Sayın Hakkı Devrim tarafından, ‘Bulduğu bütün kitapları okuyup, kasetleri dinleyerek kendini yetiştirdiğini düşünen Armağan Çağlayan, TDK deyişiyle tam bir televizyon görüngüsü.’
Bu uzun sıfattan çıkarılacak kıssadan hisse olarak, ‘Bir televizyon görüngüsünün karalamacısı’ diyebiliriz mesela. Ama bu da uzun.
Sayın Nur Çintay tarafından bana atfedilmiş bulunan ‘Varlığım bu egoya Armağan olsun’ cümlesi var ki, bence fena durmuyor gibi.....
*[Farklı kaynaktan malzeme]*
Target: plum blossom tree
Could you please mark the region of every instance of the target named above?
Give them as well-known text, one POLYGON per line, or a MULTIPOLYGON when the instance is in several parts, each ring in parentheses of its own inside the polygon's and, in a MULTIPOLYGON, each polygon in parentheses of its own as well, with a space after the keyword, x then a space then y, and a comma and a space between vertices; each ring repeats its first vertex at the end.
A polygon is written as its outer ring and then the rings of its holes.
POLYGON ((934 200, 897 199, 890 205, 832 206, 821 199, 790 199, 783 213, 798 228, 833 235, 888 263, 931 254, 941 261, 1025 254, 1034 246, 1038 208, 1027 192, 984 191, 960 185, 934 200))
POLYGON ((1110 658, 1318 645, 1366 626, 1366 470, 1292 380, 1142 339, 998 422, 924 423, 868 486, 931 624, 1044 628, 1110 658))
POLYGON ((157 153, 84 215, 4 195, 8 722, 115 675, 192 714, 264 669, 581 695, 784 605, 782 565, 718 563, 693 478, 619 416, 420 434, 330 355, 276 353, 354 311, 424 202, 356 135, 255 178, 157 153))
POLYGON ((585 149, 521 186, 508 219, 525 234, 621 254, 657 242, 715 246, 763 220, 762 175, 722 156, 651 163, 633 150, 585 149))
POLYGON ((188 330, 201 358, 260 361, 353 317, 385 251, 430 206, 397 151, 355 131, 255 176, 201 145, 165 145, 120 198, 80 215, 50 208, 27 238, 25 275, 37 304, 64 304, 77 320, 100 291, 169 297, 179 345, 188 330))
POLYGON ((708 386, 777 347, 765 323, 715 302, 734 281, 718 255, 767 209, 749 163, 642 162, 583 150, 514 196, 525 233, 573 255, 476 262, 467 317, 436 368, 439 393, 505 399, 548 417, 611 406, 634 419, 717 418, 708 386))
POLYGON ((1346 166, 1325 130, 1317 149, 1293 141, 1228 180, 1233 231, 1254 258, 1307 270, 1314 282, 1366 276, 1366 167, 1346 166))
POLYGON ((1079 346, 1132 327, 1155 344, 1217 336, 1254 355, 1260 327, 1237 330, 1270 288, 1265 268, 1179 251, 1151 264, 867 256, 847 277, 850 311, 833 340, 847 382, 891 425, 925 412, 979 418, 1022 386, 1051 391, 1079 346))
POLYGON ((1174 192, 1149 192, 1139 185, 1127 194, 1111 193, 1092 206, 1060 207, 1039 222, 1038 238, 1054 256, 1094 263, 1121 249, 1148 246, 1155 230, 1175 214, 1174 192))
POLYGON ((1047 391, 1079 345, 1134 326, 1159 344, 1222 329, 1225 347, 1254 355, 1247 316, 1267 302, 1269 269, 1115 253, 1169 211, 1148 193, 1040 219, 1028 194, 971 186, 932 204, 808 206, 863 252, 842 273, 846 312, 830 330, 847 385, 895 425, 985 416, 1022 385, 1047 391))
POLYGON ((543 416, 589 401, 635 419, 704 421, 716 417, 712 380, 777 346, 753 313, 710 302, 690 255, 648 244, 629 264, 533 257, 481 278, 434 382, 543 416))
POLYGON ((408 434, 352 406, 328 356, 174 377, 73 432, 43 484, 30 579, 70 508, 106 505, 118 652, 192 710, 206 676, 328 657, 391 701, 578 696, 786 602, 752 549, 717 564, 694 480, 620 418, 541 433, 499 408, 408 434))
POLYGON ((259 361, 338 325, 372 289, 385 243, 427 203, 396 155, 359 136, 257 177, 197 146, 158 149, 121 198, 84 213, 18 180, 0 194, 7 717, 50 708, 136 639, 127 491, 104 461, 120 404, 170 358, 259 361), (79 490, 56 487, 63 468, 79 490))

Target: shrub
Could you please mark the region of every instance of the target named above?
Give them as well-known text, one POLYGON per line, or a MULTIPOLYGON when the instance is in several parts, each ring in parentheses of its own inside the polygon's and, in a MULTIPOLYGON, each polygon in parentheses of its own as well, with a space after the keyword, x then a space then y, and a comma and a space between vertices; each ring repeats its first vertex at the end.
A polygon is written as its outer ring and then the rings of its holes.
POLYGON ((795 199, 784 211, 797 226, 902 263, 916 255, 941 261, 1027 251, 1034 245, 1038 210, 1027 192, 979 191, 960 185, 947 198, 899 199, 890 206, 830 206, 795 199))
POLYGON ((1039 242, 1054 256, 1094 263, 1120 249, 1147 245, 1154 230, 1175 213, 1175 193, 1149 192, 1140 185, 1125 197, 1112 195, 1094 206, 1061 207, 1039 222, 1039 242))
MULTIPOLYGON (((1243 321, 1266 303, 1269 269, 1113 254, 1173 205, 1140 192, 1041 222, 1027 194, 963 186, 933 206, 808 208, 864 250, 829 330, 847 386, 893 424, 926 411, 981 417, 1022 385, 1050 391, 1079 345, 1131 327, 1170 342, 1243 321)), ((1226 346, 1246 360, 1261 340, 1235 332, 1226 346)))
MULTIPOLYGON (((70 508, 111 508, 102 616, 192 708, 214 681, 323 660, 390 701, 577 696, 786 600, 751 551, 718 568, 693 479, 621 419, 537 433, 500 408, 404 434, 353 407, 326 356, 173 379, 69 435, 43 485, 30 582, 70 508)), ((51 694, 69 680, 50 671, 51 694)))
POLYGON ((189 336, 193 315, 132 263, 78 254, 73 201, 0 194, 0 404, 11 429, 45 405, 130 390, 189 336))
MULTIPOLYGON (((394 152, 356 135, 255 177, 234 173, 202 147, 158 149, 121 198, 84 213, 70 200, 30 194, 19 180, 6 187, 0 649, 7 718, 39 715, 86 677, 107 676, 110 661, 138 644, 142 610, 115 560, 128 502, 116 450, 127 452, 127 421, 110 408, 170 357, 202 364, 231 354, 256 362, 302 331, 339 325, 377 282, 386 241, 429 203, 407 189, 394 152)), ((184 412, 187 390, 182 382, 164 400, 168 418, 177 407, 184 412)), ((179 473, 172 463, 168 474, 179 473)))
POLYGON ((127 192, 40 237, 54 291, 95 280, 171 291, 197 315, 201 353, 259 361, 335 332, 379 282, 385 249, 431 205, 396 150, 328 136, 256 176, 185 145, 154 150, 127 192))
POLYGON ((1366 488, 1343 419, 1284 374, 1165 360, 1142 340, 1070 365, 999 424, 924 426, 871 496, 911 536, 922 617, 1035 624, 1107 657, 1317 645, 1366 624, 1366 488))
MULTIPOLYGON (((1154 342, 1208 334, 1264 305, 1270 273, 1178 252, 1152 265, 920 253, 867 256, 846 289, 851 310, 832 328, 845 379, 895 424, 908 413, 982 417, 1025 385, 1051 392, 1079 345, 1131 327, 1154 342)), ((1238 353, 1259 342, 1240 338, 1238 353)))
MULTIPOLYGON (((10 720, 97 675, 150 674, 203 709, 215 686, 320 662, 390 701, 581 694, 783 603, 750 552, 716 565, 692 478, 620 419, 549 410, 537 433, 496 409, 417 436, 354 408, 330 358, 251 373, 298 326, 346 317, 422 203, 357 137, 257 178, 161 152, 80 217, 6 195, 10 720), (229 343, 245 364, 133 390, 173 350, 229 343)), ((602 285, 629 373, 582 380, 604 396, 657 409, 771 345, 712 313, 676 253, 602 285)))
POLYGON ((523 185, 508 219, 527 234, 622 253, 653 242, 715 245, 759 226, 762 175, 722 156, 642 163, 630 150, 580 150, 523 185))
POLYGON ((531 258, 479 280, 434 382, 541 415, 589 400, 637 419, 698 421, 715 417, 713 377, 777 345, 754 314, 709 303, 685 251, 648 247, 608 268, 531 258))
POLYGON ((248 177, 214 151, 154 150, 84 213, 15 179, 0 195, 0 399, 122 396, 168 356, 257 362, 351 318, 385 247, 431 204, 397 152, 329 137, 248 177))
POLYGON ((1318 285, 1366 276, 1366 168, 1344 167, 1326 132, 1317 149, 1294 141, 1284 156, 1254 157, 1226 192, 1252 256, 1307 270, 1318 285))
Sayın Perihan Mağden’in niteleme sıfatları kabul etmem gerekir ki, beni iyi tanımlayan, yaratıcı, ve önünde fazlasıyla bir saygıyla eğilip, taktir ettiğim sıfatlar. Buyrun örnekleri: ‘Kompleks yumurcağı’ , ‘Kasabanın intikamı’, ‘Mantık düşüklüğü’, ‘Üstün yeteneksizliğiyle, yarışmacılara çımkırdığı kadar şişman, detone ve sözleri unutulmuş şarkıcılık muadili yazı(r)lamacı.’
Bir de son olarak unutmadan ve söylemeden geçemeyeceğim, Sayın Hakkı Devrim tarafından söylenmiş bir sıfatım daha var: ‘Bok yedibaşı.’ (3.10.2004 Radikal)
Bana başarıyla yakıştırılmış sıfatlar içinde en çok beğendiklerimin, ‘Bok yedibaşı’ ve ‘Kasabanın intikamı’ ile ‘Kompleks yumurcağı’ olduğunu söylemek isterim.
Sonunda bunca yerinde ve doğru söylenmiş ve emekle bulunmuş sıfata rağmen, ‘köşe yazarı’ yerine hangisini kullanmam gerektiğine bir türlü karar veremediğim için, seçimi size bıraktım. Lütfen elektronik posta marifeti ile bana en çok yakıştığını düşündüğünüzü bildiriniz. Merci!
Bu bir araba lafı sırf kendime ‘köşe yazarı’ dememek için ettim. Çünkü ‘köşe yazarı’ olabilmenin belirli kuralları var. Her meslekte olduğu gibi, yasası ve kitabı olmasa da, köşe yazarlığının da kural koyucuları var. Köşe yazarlığının görünmez kuralına uymazsan çarpılırsın. Ve ben bu kitabın koşullarını yerine getirememiş birisiyim maalesef ki.
Bir kere o (Köşe yazarlığı bundan böyle ‘o’ sıfatıyla anılacaktır. Kendi kendime köşe yazarı unvanını vermemek için bulabildiğim en yaratıcı fikir de budur!) sıfata sahip olabilmek için, televizyon şöhreti olmamanız gerekir. Bu en gerek ve yeter şarttır. Öyle haddiniz olmayan şeyler konusunda zaten ‘ahkam’ kesmemeniz gerekir. (Mesela İbrahim Tatlıses’in kişilik hakları gibi!) Ayrıca yapmanız gereken şeylerden bir tanesi de, köşeciler komiserliğidir’. Yani benim Popstar jüri üyeliğim sırasında yarışmacılardan Ceyda’ya yaptığım gibi, ‘Kötüüüü, kötüüüü, çok kötüüüü yazıyorsun’ diyebilmektir ki, ben bunu zaten diyemem. Haddime düşmez. Kişi kendini bilmek kadar da irfan olmaz!
Her zaman olduğu gibi beynimin sol tarafına ev ödevi veriyorum, ‘o’ sıfat yerine bir şey bulunacak! Başka yolu yok!!!